Now a sub-district of Green Point, it is closely associated with neighbouring Bo-Kaap.
While not as literally colourful as Bo-Kaap, the distinctive Cape Dutch and Georgian architecture set this vibrant area apart with a quaint, village feel while being one of the residential areas closest to the city centre. In 1966 it was declared a white group area and coloured and black residents were moved to the Cape Flats. It is now a National Preservation Area.
De Waterkant itself has a cosmopolitan vibe with its cafes, art galleries, boutiques and funky restaurants and bars. It’s also close to other popular attractions and destinations, including the V&A Waterfront, Sea Point promenade and the park and stadium in Green Point proper.
The central location makes walking an easy option, but the My CiTi bus route along the Main Road also allows for easy access along the coast, from Green Point all the way to Hout Bay.
“This is a unique place to live and properties here are filled with character and charm,” says Linda Kagan, Pam Golding Properties sectional title specialist for the Atlantic Seaboard.
It has become popular as a suburb for high-end guest cottages and upmarket residential apartments, she sayss.

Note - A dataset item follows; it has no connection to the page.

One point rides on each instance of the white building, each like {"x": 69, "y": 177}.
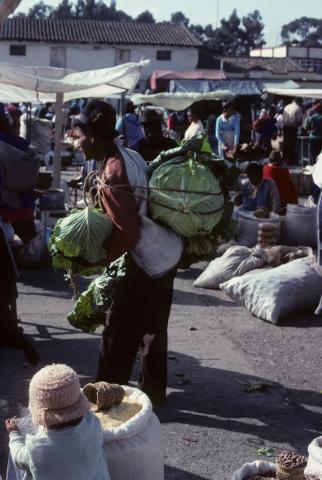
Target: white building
{"x": 89, "y": 44}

Pam Golding Properties’ City Bowl and Atlantic Seaboard offices both manage real estate in this eclectic area. Properties currently listed include a two-bedroom apartment in a secure complex for R5.2million and a stylish double-volume, loft apartment for R4.5m.

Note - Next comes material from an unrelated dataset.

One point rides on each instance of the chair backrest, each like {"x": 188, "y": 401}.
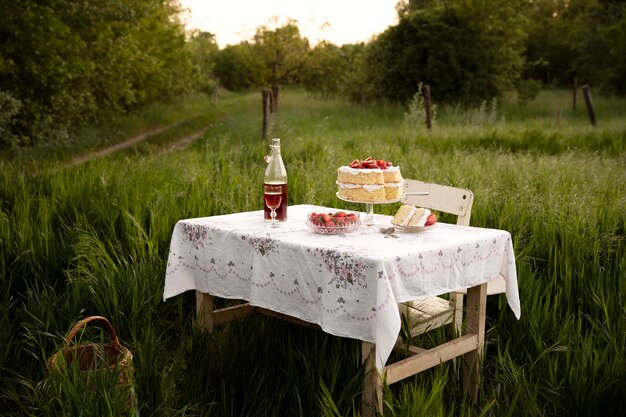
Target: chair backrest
{"x": 457, "y": 201}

Melanie Stavropoulos, of Pam Golding Properties, says homes priced correctly in this sought-after village do sell. “The area attracts plenty of tourists and properties are often used for Airbnb or as guest houses.”
Mandy Mitoulis, Pam Golding Properties agent for the Atlantic Seaboard, says many owners in the area live overseas, and either let their homes or use them as their Cape Town base when they are here on holiday or for work.
Closer to the city centre, on the periphery of De Waterkant, is 117 On Strand, a mixed-use residential development that sold out while still under construction, says Taryn Lewis, Pam Golding Properties agent for the City Bowl. The development offers a Virgin Active Health Club, three floors of premium grade offices, two floors of specialist retail stores and underground parking.
According to Property24, the average price of apartments in De Waterkant has increased steadily from R1.2m in 2012 to R3.2m in 2017.
Almost a third – 31% – of owners have had their homes for 11 years or more, and 38% have owned for fewer than five years.